The World Below is expressly concerned with this; with the difference between Cath's life -- twice-divorced, living on the other side of the continent from where she grew up, her children scattered all over -- and Georgia’s life. Georgia, whose biggest move geographically was from Maine to Vermont, who loved the same man all her married life. What I'm trying to look at is what is truly different, and then too, what is not. What, humanly, feels the same though so much has changed in how we live, in how we structure our lives.

AAK: What was it like to have your novel While I Was Gone selected for Oprah's Book Club? Did your life change as a result?

SM: My life hasn't been changed by the experience, in part because my writing career started with such a big bang.

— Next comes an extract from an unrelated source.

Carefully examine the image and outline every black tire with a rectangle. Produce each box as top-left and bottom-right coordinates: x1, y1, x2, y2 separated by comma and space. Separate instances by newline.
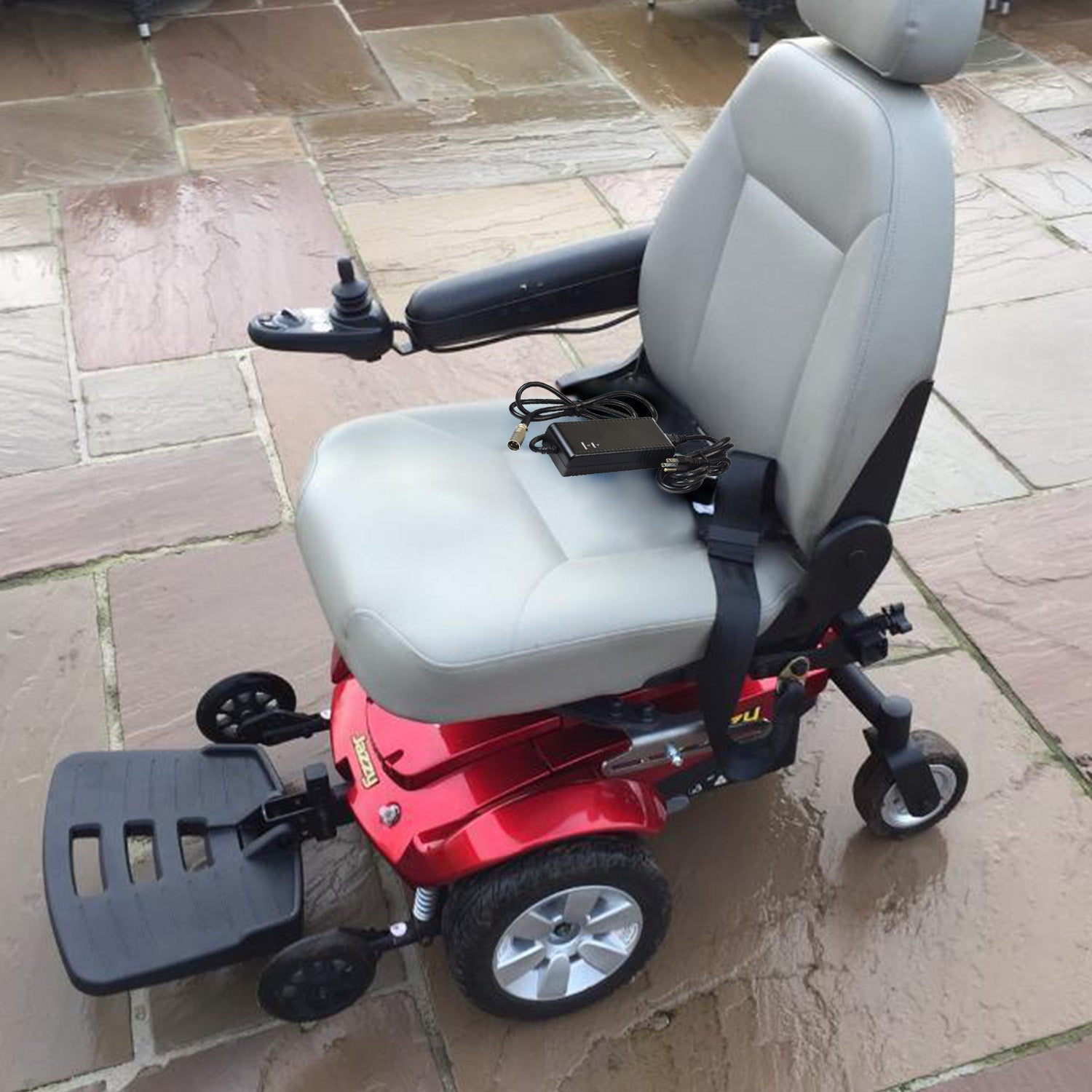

The big change happened then. But I was delighted to reach the entirely new group of readers being chosen by Oprah's Book Club made accessible to me -- and amazed by the size of that group.

AAK: In the past, you've written short stories as well as novels. Would you go back to writing stories?

SM: I've got one story sitting around which needs some major surgery -- the equivalent, I think, of a heart-lung transplant. But the size and expansiveness of the novel is very seductive. Almost every time I have what I think is a short story idea, when I start to make notes, it complicates itself, it grows, it gets thicker and richer, and I find I'm launched once again into a novel. So I would go back, but it almost seems I can't.

AAK: Do you have any novels currently in movie production? What is it like to watch your own novel made into a film, as happened with The Good Mother?

SM: I have one novel which may become a television miniseries, if the gods of such things do not get pissed off at me. It seems to me the job of the writer when a book is taken to be translated into film -- whatever form of film -- is to take the money and use it to write another book. And hope that the film inspires a few new people to try the book from which it was made.

AAK: What are you working on now?

SM: I'm finishing -- I hope -- a memoir, long in the works, about my father's death from Alzheimer's disease.